4. NPI-level vs facility-level attribution explains volume discrepancies — CDL’s targeting requires facility-level rollup
What: Daniel explained that MedScout attributes procedures to individual NPIs or CCNs, while some volume that appears under “Banner Tucson” in AcuityMD might be spread across multiple billing entities in MedScout’s data: “Rather than falling all under banner Tucson, it might fall under a group associated with banner Tucson because they’re billing it from their practice.” Ronald flagged a specific anomaly: “I was looking at Flagstaff Medical Center because that seemed to be a bit of an anomaly like what we were showing like 15 cases which seems very low.”
So what: The attribution methodology difference reveals a real tension in CDL’s targeting needs. CDL’s sales teams target facilities — “Banner Tucson” is a target, not an individual NPI. When MedScout’s data distributes volume across multiple NPIs and billing entities associated with the same physical facility, the total facility volume looks lower than in AcuityMD’s facility-level rollup. For CDL’s prospecting workflow, this means a high-value target (e.g., Banner Tucson doing 1,000 SPECT/year) might appear as several smaller entries (300 under one NPI, 200 under another, 100 under a different billing entity, etc.), each of which might fall below CDL’s volume thresholds. The Flagstaff Medical Center showing only 15 cases is almost certainly an attribution fragmentation issue, not a real volume. CDL needs claims data that can both attribute to individual providers (for identifying clinical champions) AND roll up to facility level (for target prioritization). This dual-level attribution need is specific to CDL’s two-phase sales approach: identify the facility, then find the champion within it.

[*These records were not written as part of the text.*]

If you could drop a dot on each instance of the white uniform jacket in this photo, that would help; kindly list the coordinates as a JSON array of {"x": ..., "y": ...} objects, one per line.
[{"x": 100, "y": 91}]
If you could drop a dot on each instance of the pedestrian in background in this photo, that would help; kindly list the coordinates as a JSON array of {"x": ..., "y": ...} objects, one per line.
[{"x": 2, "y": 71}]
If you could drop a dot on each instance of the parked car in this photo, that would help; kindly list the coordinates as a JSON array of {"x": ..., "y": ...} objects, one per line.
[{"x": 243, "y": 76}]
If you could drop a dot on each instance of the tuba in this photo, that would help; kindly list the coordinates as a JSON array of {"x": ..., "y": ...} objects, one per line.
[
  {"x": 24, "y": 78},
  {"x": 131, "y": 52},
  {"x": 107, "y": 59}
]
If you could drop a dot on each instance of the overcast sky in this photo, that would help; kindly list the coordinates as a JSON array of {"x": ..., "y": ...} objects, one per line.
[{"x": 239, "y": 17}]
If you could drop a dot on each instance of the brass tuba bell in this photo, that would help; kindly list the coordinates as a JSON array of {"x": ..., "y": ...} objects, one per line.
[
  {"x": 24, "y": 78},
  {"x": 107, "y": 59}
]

Speaker credibility: Daniel and Ronald (MedScout data team) explaining methodology; Phil identifying the practical impact. High across all parties. Scope: Data methodology issue affecting all CDL targeting. Motion: Both (hospital targets especially, since hospital billing involves more NPIs per facility).
Transcription Notes
- “Acuity”/“acuitymd” — refers to AcuityMD, CDL’s prior claims data platform. Consistent throughout.

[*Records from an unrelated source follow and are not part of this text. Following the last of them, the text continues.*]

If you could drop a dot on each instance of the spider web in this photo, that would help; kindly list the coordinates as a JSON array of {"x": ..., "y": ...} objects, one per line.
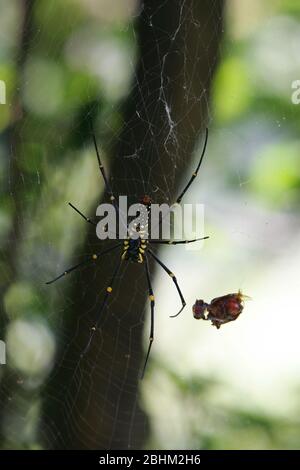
[{"x": 96, "y": 401}]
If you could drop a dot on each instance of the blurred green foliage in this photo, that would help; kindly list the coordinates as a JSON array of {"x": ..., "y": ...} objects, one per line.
[{"x": 80, "y": 64}]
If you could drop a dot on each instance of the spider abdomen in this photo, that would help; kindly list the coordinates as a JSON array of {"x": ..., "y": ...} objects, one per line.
[{"x": 134, "y": 249}]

- “Ronnie” — Phil’s nickname for Ronald Miller (MedScout Data Team Lead). Not a transcription error.
- Ronald Miller not previously in term bank. Should be added as MedScout Data Team Lead.
- CCN — CMS Certification Number. Correctly used in technical discussion about attribution methodology.

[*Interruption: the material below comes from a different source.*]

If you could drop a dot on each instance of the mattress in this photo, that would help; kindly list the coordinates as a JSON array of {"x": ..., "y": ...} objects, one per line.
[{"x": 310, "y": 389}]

- “S Fathom Notetaker” in party names — automated meeting recorder, not a person. Same as 0363.
- Banner Tucson and Flagstaff Medical Center — Arizona facilities Phil used as comparison cases. Banner is a major health system; Flagstaff is a standalone facility.
- The MDCN includes extensive coaching notes and SPICED analysis added post-call by MedScout. The actual conversational content is the ~29-minute discussion documented in the
<detailed_conversation>section.
Term Bank Addition Candidates
- Ronald Miller = MedScout Data Team Lead. Participated in data validation call.
- AcuityMD — already in context, but this transcript adds detail: CDL was an active AcuityMD customer, and Acuity deployed defensive FUD during CDL’s evaluation process.
- Banner Tucson / Flagstaff Medical Center = Arizona target facilities used in Phil’s data comparison. Useful as reference examples of attribution discrepancy.